Es gab eine Zeit, in der ich nichts lieber sagte als "meine beste Freundin". Eigentlich ein schöner Titel. Irgendwie exklusiv und etwas sehnsuchtsvoll dramatisch. Doch in den letzten zehn Jahren habe ich diese Bezeichnung immer weniger benutzt. Das hat wohl damit zu tun, dass Freundschaften sich mit der Zeit verändern. Freundschaften durchleben mehrere Phasen.

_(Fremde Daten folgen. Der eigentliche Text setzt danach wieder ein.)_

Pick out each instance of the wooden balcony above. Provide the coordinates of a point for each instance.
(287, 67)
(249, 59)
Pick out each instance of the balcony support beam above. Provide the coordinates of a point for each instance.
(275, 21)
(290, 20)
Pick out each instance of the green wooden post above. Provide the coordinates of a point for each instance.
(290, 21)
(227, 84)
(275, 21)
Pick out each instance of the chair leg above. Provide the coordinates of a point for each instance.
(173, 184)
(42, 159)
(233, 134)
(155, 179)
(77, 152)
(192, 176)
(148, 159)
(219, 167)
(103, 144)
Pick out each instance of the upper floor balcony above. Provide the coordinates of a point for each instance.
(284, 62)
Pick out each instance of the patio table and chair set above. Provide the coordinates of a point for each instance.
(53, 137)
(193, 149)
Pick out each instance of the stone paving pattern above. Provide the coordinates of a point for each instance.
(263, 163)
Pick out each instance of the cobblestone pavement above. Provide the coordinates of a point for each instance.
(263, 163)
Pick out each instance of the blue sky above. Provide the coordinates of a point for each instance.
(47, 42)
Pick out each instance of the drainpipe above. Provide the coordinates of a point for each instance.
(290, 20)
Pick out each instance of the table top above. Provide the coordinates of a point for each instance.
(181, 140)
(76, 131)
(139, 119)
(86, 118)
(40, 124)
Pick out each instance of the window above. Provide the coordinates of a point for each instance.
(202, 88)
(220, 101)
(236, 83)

Anfangs im Kindergarten sind es noch die "Schönwetterfreundschaften". Man spielt und erkundet die Welt mal mit der einen und mal mit der anderen Freundin. Man bindet sich nicht zu eng und unternimmt einfach mit der Jenigen etwas, die Zeit hat. Aber auch da gibt es ehrlich gesagt kleine Zickerein - schließlich sind wir Mädchen. Mit der Zeit aber werden unsere Freundschaften dauerhafter, intensiver und vor allem wichtiger. Ab der Pubertät an ist es toll eine Leidensgenossin zu haben. Eine Freundin, die sofort alle Gefühle nachvollziehen kann: Von den nervigen Eltern zu Hause, die ständig von einem etwas wollen, bis hin zu dem süßen Lächeln des Jungen aus der Oberstufe. Nun ja, da fängt es dann auch mit der Bezeichnung "Beste Freundin" an. Damit fängt auch der berühmte Zickenkrieg unter uns Mädchen an
Ich muss gestehen, dass die Chronologie von Freundschaften zu der Zeit turbulenter und emotionaler als manch Liebesgeschichte später wirkt. Die größte Nähe, aber auch die größten Eifersuchtsdramen habe ich jedenfalls nicht mit Männern, in die ich verliebt war, erlebt, sondern mit meinen Freundinen. Laura, Steffi, Yvonne, Freya, Anna,...was habe ich nicht alles mit diesen Mädels erlebt und durchlebt. Telefonblockaden, die unsere Eltern in den Wahnsinn trieben, und anbandeln mit befreundeten Jungs, waren da noch gar nichts. Eine Freundschaft zwischen besten Freundinnen ist in gewisser Weise eine platonische Liebe, die als Generalprobe für die ernsthaften Beziehungen später herhalten muss. Aber wie das so ist mit alles bestimmender Nähe: Sie muss sich den Veränderungen des Lebens anpassen, um zu überleben. Nie wieder macht das Leben so entscheidende Sprünge wie in der Zeit zwischen 20 und 30. Wir befinden uns in der Phase, in der es darum geht, unsere individuellen Lebenspläne zu finden und zu verwirklichen. Oft können deshalb die bestehenden Freundschaften aus der Schulzeit mit den Veränderungen nicht mithalten. Sie verlieren sich, sobald man unterschiedliche Biografien hat.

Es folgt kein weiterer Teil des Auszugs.